Mr. Romney, stoically smiling in remarks to supporters Tuesday night, is now looking ahead to Michigan primary on Jan. 15; he grew up in the state, where his father was a popular governor, and has been advertising on television there since mid-December.

“Another silver,” Mr. Romney, who ran the 2002 Olympic Games in Salt Lake City, said in his concession speech. He went on to call for sending someone to Washington “who can actually get the job done,” and added, “I don’t think it’s going to get done by Washington insiders.” He vowed to fight on.

Mr. Huckabee and Mr. Thompson are hoping for a huge lift from fellow Southerners in the South Carolina primary on Jan. 19. And Mr. Giuliani, speaking to supporters before flying to Florida, said the toughest fights were still to come. “By the time it’s over with, by Feb. 5, it’s clear that we’re going to be the nominee of the Republican Party,” Mr. Giuliani said. He added that, perhaps, “we’ve lulled our opponents into a false sense of confidence.”

Mrs. Clinton plans to stay off the campaign trail on Wednesday and huddle with her husband and advisers about the way forward. She is planning to add new strategists and advertising advisers to her team, including a longtime aide, Maggie Williams, and advertising adviser, Roy Spence, as she seeks to build on a strategy memorandum written by another ally, James Carville, to show more fight and grit against Mr. Obama in Nevada.

Even before polls had closed Tuesday, advisers to Mrs. Clinton were portraying her performance here as a gratifying revival and surprise, given her loss in Iowa and Mr. Obama’s double-digit lead in some public opinion polls going into Tuesday’s vote. Advisers and female voters pointed to Mrs. Clinton’s emotional moment on Monday as decisive, with advisers promising that voters would see more personal touches in the days to come.

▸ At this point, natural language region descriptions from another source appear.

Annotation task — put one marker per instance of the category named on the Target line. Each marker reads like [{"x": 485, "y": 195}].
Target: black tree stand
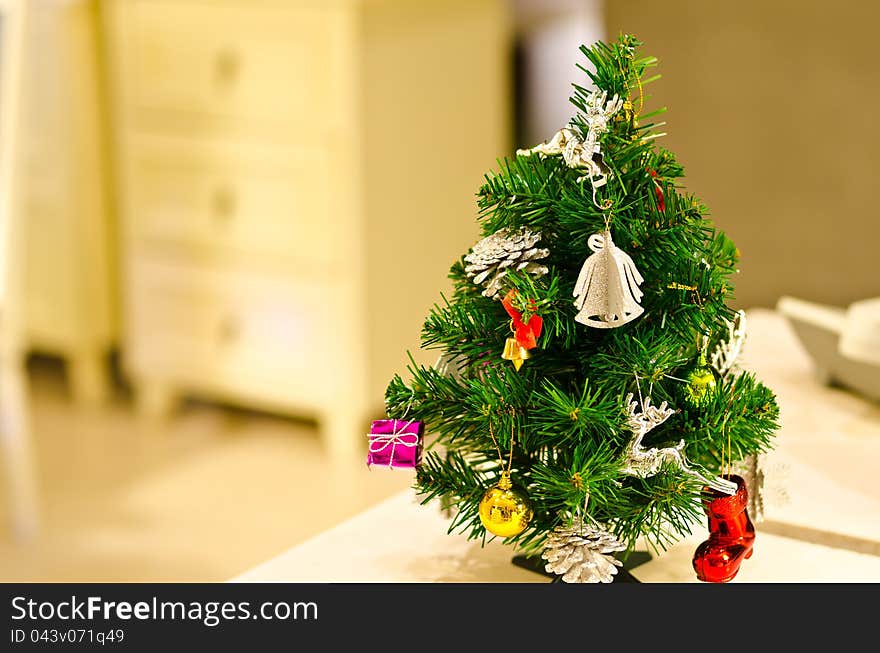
[{"x": 624, "y": 575}]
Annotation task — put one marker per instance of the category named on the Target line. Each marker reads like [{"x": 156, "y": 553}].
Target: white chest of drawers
[{"x": 295, "y": 179}]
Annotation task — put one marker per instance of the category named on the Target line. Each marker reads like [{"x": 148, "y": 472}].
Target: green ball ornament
[{"x": 701, "y": 383}]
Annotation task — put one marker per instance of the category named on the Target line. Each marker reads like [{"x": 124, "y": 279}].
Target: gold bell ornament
[
  {"x": 515, "y": 353},
  {"x": 503, "y": 510}
]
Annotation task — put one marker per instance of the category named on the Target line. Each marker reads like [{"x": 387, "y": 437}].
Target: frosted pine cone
[
  {"x": 578, "y": 553},
  {"x": 506, "y": 249}
]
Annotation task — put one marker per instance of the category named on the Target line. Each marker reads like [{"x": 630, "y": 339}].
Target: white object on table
[
  {"x": 844, "y": 343},
  {"x": 821, "y": 503},
  {"x": 14, "y": 419}
]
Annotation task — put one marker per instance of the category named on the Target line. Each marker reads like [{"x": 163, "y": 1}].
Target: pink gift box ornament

“Women finally saw a woman — perhaps a tough woman, but a woman with a gentle heart,” said Elaine Marquis, a receptionist from Manchester, who had been torn between Mr. Obama and Mrs. Clinton but was leaning her way when she bared her feelings.

Exit polls of voters on Tuesday showed that women, registered Democrats, and older people — especially older women — came out solidly for Mrs. Clinton, while independents, men and younger voters went for Mr. Obama.

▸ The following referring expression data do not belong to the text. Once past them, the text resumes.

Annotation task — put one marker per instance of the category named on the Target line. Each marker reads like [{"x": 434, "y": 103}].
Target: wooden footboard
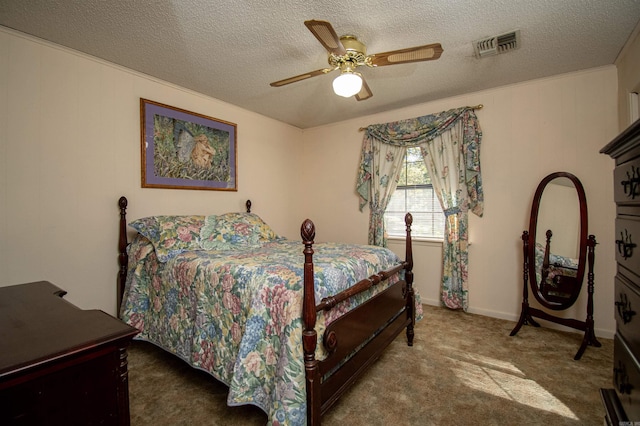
[{"x": 356, "y": 339}]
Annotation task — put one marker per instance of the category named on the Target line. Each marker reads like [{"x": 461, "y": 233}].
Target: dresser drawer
[
  {"x": 627, "y": 240},
  {"x": 626, "y": 182},
  {"x": 627, "y": 313},
  {"x": 626, "y": 379}
]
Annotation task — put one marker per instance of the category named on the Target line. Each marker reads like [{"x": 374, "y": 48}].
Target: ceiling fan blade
[
  {"x": 412, "y": 54},
  {"x": 327, "y": 36},
  {"x": 365, "y": 92},
  {"x": 300, "y": 77}
]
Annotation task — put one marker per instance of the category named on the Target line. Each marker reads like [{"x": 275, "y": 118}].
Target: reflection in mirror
[
  {"x": 557, "y": 246},
  {"x": 557, "y": 251}
]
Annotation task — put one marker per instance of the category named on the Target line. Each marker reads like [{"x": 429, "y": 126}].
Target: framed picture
[{"x": 186, "y": 150}]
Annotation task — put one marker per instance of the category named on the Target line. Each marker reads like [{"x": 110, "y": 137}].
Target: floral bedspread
[{"x": 237, "y": 314}]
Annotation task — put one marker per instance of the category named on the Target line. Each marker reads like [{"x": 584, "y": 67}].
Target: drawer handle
[
  {"x": 624, "y": 308},
  {"x": 631, "y": 186},
  {"x": 621, "y": 379},
  {"x": 625, "y": 246}
]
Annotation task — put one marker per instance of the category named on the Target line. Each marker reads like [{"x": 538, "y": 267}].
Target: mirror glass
[{"x": 558, "y": 232}]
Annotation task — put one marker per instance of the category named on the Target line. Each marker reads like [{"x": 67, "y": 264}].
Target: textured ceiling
[{"x": 233, "y": 50}]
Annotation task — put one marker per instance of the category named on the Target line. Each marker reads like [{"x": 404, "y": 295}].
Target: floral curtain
[{"x": 450, "y": 144}]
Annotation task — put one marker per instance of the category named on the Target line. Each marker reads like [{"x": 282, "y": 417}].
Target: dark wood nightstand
[{"x": 60, "y": 365}]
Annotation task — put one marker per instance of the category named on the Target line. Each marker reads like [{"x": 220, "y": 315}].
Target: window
[{"x": 414, "y": 194}]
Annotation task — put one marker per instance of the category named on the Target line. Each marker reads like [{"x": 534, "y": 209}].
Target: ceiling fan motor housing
[{"x": 356, "y": 54}]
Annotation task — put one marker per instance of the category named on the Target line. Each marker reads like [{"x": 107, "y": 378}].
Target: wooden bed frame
[{"x": 353, "y": 341}]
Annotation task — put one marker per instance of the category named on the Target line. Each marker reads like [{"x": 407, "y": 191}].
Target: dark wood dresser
[
  {"x": 622, "y": 403},
  {"x": 60, "y": 365}
]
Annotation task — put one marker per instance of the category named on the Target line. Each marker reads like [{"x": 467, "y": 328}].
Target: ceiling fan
[{"x": 347, "y": 53}]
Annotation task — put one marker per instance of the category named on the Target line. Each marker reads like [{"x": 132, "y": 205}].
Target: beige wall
[
  {"x": 628, "y": 63},
  {"x": 70, "y": 146},
  {"x": 70, "y": 141},
  {"x": 529, "y": 130}
]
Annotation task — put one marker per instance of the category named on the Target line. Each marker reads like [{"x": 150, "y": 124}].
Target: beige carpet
[{"x": 463, "y": 369}]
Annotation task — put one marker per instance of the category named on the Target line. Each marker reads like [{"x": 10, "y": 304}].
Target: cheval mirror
[{"x": 556, "y": 252}]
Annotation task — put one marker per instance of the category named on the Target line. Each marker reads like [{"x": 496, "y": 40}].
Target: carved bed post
[
  {"x": 408, "y": 276},
  {"x": 123, "y": 258},
  {"x": 309, "y": 335}
]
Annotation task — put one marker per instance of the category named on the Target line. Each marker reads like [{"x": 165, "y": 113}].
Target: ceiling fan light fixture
[{"x": 347, "y": 84}]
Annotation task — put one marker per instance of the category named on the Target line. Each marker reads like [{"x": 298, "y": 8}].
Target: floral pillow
[
  {"x": 232, "y": 231},
  {"x": 171, "y": 235}
]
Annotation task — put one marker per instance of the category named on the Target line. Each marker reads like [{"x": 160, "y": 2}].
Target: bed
[{"x": 287, "y": 326}]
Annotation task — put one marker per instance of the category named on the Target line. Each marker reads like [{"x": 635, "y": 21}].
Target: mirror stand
[
  {"x": 555, "y": 278},
  {"x": 528, "y": 313}
]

It was an especially remarkable night for Mr. McCain, who had to lay off much of his staff after he nearly ran out of money because of his effort to run a national campaign last spring along the lines of President Bush’s 2004 re-election campaign. All but counted out, Mr. McCain retrenched and focused his limited resources largely on advertising and campaigning in New Hampshire, where he enjoyed a reservoir of support among Republicans and independents from his 2000 run here.

He got back on his emblematic bus, the Straight Talk Express, chatting with the few reporters who continued to cover him and working to persuade the state’s voters one by one in a seemingly incessant stream of town-hall-style meetings.

And while Mr. Romney outspent him on television commercials by two to one — spending $8.7 million to Mr. McCain’s $4.3 million, according to the Campaign Media Analysis Group, which tracks political advertising — Mr. McCain closed the gap in the last days of the campaign here, in part because of his tireless campaigning.

Mike Dennehy, who directed the McCain efforts in the state, estimates that Mr. McCain spoke to some 25,000 people directly.

Exit polls suggested that there was a record turnout, with half a million voters — 280,000 Democrats and 230,000 Republicans.

In the Republican primary, Mr. McCain got 38 percent of voters unaffiliated with either party, and the same proportion of registered Republicans, according to exit polls conducted by Edison/Mitofsky for the television networks and The Associated Press. Such undeclared voters made up about a third of voters in the Republican primary.

It was different for the Democrats. Undeclared voters make up a larger share of the voters in the Democratic primary — about 40 percent. Mr. Obama got about 4 in 10 undeclared voters and Mrs. Clinton got about a third of their support. Mrs. Clinton got 45 percent of registered Democrats, and Mr. Obama got a third.